Wednesday, July 03, 2013

A republic of private interests


The passage from communal to individual property of land was the consequence of conquest, at least in the more recent and well documented examples, in the Americas, Africa and Asia. The invader wanted to take the land from the native. To do this he could exterminate the conquered people. But, if they were numerous and used to such labour, he could keep the people in bondage to till the soil to his advantage. Killing or chasing off the natives meant bringing in labour, either from the invader’s place of origin or from elsewhere. These were subjected to the new land owners. If the invader kept the people, he had to dispossess them of their common property by more devious means. The habitual method (see Tocqueville, Luxemburg, Allen et al.) was to change the local tribal leader, who was elected and revocable, into the hereditary proprietor of the community’s land. He was then coerced or bribed to give away portions of it, or he might lose all for an act of treason or rebellion, real or supposed.

The private property of land is originally the result of robbery with violence.  And so it must be, as it contradicts the foundations of society, which are the common weal and its governance, and opposes the state and the private person. Governments swing continually between tight control and laissez faire, turning from demagogy to plutocracy and back again. They are in a double bind. Obliged constitutionally to protect and encourage the accumulation of private wealth, as well as insuring the pursuit of happiness for all. And, in the most obvious case of land property, one person’s gain is another person’s loss as the land surface of the planet is only very marginally extensible.

Governments have to synthesise the nebulous concept of common good and the precision of private interests. They are expected to steer nations towards future goals. This needs perspective and foresight, a vision of the wider picture and of the long term. But these expectations are drowned out, by the urgencies of arbitrating the sharing of wealth between labour and capital, and of keeping the workers in their place and the rich in theirs. And there are the infernal rounds of funding recurrent election campaigns, and the campaigns themselves. No wonder politicians are seen as hopeless and helpless, and as being bought and sold. Who needs a naked emperor, and would he be of more use if he were clothed? The difference between autocracy and republic is that the autocrat relies on the threatening throng to subdue the privileged few, whereas the republic unites the few against the throng.

To have or have not was, and is, a question of armed force. Force used to take and force to keep. This violence began with the acquisition of land. Then, whenever trade developed, it spread to the monetisation of exchanges and the control of credit. Finally, with the mechanisation of industry, it concerned the property of all the means of production. The ground, money, tools, patents and copyrights are the capital that demands a share of the value produced by labour. The state also takes a share for its running costs, which complicates its role as arbiter of capital and labour. Capital needs force for protection and labour needs legislation to restrain that force. The state supplies both services, but is unable to resolve the dilemma of private and public, of the individual and the group, of property and community.

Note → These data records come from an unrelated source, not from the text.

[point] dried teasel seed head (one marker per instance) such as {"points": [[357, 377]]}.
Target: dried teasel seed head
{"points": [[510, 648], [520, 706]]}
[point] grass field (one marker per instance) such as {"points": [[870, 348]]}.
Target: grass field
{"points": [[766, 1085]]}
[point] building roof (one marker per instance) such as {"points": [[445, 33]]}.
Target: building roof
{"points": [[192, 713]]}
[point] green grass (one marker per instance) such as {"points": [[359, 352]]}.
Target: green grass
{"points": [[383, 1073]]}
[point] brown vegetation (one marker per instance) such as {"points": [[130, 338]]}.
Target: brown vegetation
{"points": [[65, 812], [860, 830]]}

The state as a power exterior and superior to the community was also the result of conquest. The passage from elected chiefs, first among peers, to hereditary monarchs accompanied the transmittable private ownership of land. The king owned and ruled his kingdom, and his law was backed by military might. War was his principal occupation, war on his rebellious subjects and war to increase his domains. Royal absolutism was a static aristocratic concept, where status and property were inherently inherited qualities. Guns levelled the battle-field and gave power to rural gentry and urban merchants, who would constitute the capitalist foundation of the industrial revolution. Government returned to its electoral form of primo inter pares, but land property remained private. It even determined the right to vote, which was reserved to proprietors until domiciliation became the criterion and included rent payers. And so was born the republic of private interests.

Private and public, individual and state are in perpetual conflict, but this is the heritage of past divisions into conqueror and conquered, have and have not, winner and loser. Armed force created a duality in society. Primitively ethnic, it became cultural, social and ideological, in a continuing justification of the original theft and of government partiality. Descendant of monarchy the state is proprietor, buying, selling and extorting on a grand scale. The state occasionally takes over all property, but this alienates everyone, except its functionaries, and brings about a police regime, which is very rigid and unproductive. Generally the state is a proprietor among others, and its legislation reinforces its own powers and those of its peers. However, now that the whole global structure is wobbling, humanity (99%) may have the opportunity to reclaim its common earthly heritage. Or at least take a step in that direction.